Lei Jun,
the Steve Jobs-mimicking chief of Xiaomi, introduced a new smartphone last
summer in Beijing.
BEIJING —
China is notorious for its knockoffs. But now comes a knockoff of one of the
gods of American ingenuity: Steven P. Jobs.
In a
country where products like iPhones are made but rarely invented, Lei Jun —
entrepreneur, billionaire and professed Jobs acolyte — is positioning himself
and his company as figurative heirs of Mr. Jobs. The Chinese media have
nicknamed his company, Xiaomi, the “Apple of the East.”
The title
is a stretch, by almost any measure. But Mr. Lei nonetheless is carefully cultivating
a Jobsian image here, right down to his jeans and dark shirts. He is also
selling millions of mobile phones that look a lot like iPhones. Chinese
consumers — and deep-pocketed investors overseas — seem to be believers.
And yet Mr.
Lei’s biggest believer may be himself. He bounds onto podiums to introduce new
cellphones. He proclaims things that may, to many, sound outlandish. For
instance:
“We’re
making the mobile phone like the PC, and this is a totally new idea,” Mr. Lei,
Xiaomi’s chief executive, said during an interview at the company’s spacious,
high-rise headquarters here. “We’re doing things other companies haven’t done
before.”
That might
come as a surprise to Apple and Samsung Electronics, the twin giants of
smartphones. But Xiaomi (pronounced SHAO-mee) did sell $2 billion in handsets
in China last year. It is emerging as a force in China, the world’s largest
mobile phone market, and it expects its revenue to double this year.
Mr. Lei,
for his part, hardly discourages comparisons to Apple and Mr. Jobs. And why
would he? Founded by a group of Chinese engineers three years ago, his company
sold seven million mobile phones last year by using designs that mimic the look
and feel of the iPhone and using marketing that seems right out of Apple’s
playbook.
It’s no
surprise that entrepreneurs aspire to create a Chinese Apple. Many talk about
moving China beyond the dead end of assembling devices for other companies.
So far,
however, true innovators have been scarce. At best, they have adapted others’

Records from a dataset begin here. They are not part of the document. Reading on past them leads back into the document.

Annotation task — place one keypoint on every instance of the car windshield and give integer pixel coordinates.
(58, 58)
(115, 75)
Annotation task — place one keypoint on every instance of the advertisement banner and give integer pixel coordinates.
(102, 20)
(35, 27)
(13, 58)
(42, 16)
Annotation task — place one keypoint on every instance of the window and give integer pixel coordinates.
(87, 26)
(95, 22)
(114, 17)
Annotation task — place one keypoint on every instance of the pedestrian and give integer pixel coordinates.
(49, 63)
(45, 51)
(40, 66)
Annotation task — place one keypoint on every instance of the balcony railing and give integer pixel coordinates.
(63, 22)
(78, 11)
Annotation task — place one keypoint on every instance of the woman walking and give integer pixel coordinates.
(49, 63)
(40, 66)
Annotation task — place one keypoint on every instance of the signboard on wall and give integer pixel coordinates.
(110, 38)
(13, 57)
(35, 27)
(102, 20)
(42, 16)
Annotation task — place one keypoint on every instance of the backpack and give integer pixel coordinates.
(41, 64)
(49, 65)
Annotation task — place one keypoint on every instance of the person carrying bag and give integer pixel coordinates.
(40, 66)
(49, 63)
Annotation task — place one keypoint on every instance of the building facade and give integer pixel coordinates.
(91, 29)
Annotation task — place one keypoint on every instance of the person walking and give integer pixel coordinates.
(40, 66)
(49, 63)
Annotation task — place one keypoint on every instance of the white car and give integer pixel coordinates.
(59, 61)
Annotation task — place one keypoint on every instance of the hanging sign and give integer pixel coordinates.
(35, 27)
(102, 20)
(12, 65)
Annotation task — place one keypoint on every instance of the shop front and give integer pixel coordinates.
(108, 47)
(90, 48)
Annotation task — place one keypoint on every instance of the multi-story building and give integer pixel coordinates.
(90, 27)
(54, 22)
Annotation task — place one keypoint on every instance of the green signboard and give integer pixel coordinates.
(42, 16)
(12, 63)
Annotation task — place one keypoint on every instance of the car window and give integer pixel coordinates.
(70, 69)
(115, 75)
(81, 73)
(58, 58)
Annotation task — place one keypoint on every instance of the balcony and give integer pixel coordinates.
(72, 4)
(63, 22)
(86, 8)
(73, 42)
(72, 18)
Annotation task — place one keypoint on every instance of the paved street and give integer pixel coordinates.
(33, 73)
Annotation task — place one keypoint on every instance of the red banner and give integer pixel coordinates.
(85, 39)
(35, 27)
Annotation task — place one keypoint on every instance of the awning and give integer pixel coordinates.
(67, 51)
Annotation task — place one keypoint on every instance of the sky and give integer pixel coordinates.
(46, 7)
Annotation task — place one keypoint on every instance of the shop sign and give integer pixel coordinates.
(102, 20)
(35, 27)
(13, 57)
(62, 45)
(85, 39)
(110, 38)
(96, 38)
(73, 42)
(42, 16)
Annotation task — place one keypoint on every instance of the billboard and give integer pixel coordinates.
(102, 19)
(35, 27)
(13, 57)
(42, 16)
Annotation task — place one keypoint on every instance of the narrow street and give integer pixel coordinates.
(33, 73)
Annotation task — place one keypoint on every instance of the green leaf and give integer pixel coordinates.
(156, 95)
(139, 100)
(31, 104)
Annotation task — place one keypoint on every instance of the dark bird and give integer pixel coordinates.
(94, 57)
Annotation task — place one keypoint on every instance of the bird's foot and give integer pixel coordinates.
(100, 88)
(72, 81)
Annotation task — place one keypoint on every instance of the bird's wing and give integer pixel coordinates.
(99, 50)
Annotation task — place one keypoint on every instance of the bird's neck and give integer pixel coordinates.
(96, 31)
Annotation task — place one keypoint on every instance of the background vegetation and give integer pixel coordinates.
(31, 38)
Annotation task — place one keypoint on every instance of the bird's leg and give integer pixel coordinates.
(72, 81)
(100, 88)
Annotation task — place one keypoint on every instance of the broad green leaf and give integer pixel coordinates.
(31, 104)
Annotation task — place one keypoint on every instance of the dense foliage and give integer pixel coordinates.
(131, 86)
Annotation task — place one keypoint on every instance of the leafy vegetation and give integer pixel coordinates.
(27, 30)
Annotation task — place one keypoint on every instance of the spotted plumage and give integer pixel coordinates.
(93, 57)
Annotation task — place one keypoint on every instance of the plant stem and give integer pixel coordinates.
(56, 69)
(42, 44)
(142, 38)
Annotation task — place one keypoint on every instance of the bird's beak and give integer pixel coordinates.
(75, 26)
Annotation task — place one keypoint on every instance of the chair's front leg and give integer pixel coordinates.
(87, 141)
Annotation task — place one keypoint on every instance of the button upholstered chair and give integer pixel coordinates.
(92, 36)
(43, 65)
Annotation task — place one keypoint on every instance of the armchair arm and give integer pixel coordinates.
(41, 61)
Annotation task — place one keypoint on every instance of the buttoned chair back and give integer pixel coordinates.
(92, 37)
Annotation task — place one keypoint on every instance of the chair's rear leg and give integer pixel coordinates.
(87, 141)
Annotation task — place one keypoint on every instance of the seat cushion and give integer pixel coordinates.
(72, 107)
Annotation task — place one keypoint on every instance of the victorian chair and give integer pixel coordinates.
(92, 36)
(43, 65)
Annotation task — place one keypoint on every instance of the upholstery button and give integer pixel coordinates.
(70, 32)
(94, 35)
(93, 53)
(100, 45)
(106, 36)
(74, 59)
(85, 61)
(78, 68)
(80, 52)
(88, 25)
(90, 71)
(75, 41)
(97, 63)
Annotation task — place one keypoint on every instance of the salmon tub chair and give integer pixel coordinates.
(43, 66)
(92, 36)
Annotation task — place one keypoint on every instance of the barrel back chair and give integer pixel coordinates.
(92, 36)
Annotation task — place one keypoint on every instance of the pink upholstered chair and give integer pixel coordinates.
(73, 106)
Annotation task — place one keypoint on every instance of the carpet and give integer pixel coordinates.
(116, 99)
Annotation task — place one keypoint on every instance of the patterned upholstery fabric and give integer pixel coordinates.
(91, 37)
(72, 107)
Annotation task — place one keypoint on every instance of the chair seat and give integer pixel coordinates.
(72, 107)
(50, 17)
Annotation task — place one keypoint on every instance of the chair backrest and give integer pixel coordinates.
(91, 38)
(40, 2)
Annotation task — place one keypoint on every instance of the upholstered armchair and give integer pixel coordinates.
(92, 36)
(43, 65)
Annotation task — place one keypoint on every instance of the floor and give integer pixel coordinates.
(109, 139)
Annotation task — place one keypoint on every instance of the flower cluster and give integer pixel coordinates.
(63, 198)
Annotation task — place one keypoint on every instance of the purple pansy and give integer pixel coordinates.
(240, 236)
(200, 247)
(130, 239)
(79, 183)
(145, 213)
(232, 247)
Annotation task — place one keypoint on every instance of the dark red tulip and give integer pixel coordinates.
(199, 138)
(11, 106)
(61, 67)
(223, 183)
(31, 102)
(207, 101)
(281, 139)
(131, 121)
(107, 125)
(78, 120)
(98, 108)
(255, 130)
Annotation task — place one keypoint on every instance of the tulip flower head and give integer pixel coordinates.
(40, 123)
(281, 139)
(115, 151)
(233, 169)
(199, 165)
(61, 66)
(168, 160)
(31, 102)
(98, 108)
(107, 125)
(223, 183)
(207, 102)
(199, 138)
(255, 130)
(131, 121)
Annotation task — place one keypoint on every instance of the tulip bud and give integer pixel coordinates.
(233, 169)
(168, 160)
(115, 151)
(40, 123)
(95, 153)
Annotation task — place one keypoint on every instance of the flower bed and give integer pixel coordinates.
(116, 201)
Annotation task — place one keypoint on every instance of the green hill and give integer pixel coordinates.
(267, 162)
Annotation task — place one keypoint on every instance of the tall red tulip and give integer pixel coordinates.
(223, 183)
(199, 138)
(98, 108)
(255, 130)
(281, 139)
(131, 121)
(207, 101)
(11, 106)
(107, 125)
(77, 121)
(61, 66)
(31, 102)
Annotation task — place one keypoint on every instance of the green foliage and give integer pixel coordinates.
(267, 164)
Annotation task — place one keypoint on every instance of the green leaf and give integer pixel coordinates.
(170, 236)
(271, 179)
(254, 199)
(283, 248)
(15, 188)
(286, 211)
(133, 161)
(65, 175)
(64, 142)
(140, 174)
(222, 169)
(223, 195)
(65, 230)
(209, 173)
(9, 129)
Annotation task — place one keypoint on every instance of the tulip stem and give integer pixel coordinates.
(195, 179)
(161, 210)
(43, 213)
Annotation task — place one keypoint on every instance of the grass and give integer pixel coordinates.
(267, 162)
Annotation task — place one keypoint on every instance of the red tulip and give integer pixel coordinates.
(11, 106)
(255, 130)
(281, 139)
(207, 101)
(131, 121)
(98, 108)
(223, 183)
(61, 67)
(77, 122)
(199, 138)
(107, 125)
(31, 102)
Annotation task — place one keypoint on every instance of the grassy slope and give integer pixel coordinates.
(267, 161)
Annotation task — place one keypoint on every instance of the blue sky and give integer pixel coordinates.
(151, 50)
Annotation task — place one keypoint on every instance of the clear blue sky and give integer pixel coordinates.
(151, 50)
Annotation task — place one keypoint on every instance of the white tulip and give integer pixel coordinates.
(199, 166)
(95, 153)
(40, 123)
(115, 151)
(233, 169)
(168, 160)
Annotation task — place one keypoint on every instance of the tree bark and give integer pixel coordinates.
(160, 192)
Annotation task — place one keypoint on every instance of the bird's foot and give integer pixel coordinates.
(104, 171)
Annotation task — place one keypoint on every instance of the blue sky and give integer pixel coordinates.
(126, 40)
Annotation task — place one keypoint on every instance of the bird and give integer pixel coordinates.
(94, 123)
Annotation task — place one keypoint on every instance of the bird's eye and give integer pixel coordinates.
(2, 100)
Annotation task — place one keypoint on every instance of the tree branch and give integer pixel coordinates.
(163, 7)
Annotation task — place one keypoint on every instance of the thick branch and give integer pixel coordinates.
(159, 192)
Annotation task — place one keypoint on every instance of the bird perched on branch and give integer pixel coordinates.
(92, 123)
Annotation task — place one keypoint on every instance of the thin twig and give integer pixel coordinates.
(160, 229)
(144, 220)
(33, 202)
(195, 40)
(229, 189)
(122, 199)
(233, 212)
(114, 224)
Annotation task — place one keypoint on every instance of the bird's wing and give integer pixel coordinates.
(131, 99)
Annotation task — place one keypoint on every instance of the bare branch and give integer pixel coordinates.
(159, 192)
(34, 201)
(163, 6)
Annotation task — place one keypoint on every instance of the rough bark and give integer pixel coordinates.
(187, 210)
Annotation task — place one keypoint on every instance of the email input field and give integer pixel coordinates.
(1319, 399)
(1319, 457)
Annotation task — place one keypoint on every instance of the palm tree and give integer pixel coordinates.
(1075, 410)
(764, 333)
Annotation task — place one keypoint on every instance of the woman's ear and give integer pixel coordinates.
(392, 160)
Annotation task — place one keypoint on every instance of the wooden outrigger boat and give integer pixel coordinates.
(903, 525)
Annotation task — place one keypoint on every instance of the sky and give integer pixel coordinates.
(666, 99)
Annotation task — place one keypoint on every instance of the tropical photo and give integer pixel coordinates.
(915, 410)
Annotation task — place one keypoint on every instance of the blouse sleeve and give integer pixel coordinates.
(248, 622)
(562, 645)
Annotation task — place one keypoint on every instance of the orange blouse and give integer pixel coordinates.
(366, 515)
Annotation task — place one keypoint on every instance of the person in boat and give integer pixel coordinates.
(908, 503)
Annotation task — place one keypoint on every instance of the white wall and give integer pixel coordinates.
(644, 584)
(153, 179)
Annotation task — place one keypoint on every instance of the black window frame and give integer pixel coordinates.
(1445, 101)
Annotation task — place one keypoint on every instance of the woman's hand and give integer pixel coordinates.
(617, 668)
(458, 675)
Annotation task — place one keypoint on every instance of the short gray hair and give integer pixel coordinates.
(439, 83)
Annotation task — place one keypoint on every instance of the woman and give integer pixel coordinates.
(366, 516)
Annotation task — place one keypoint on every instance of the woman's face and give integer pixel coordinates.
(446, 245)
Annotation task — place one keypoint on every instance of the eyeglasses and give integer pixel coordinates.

technology to the Chinese market.
Mr. Lei has
attracted believers because no company’s annual revenue has reached the $1
billion mark in China faster than Xiaomi, not even Amazon, which took five
years to get there. Xiaomi did it while earning a profit.
Its backers
include Qiming Venture Partners, the venture capital arm of Qualcomm and
Digital Sky Technologies, an investment firm run by Yuri Milner, an early
backer of Facebook, Groupon and Zynga.
Xiaomi,
which is privately held, says an initial public offering is years away. But the
company is worth $4 billion, according to its latest round of financing last
June.
If that
valuation holds up, it would make Xiaomi one of China’s most valuable technology
companies, behind Alibaba, Baidu, Tencent and Netease.
The company
caters to young, college-educated people who want a smartphone but cannot quite
afford one, people like Lu Da, a 26-year-old education consultant in Shanghai.
“I chose
Xiaomi because it’s good value for the money,” he said.
Skeptics
say the company produces low-price iPhone imitations with no significant
software or hardware advantages. They also say the company faces stiff
challenges from Apple and Samsung, which are in a position to offer low-price
smartphones.
The
marketing power of bigger local handset makers like Lenovo, Huawei and Taiwan’s
HTC, which together recently sold about 25 percent of all smartphones in China,
cannot be discounted either.
Whether the
company succeeds, its rise has solidified Mr. Lei’s reputation as a start-up
wizard. Part entrepreneur and part start-up investor, he spent more than a
decade at the Chinese software company Kingsoft and took it public in 2007. (He
remains chairman and holds a $300 million stake.)
He also
invested in a string of successful software and Internet companies, including
YY, an online social platform that went public on the Nasdaq stock exchange in
the United States last year and is now worth about $1.5 billion. One of Mr.
Lei’s earliest successes came in 2004, when Amazon paid $75 million to acquire
his e-commerce company Joyo.com.
“Lei Jun is
a phenomenal entrepreneur,” said Kai-Fu Lee, the former Google executive who
now runs Innovation Works, a Beijing-based firm that invests in Chinese
start-ups. “He’s insightful about user needs and markets, and now he has this
incredible desire to create a household brand in technology.”
Mr. Lei has
revealed little about his personal life, but he has nearly five million
followers on Sina Weibo, a sort of Chinese Twitter, and is treated like a
celebrity in technology circles.
He grew up
near Wuhan, a gritty industrial city in central China, and studied computer
science at Wuhan University. It was during college, in 1987, he says, that he
read a book about Mr. Jobs, and decided to emulate him.
“I was
greatly influenced by that book, and I wanted to establish a company that was
first class,” Mr. Lei said. “So I made a plan to get through college fast.”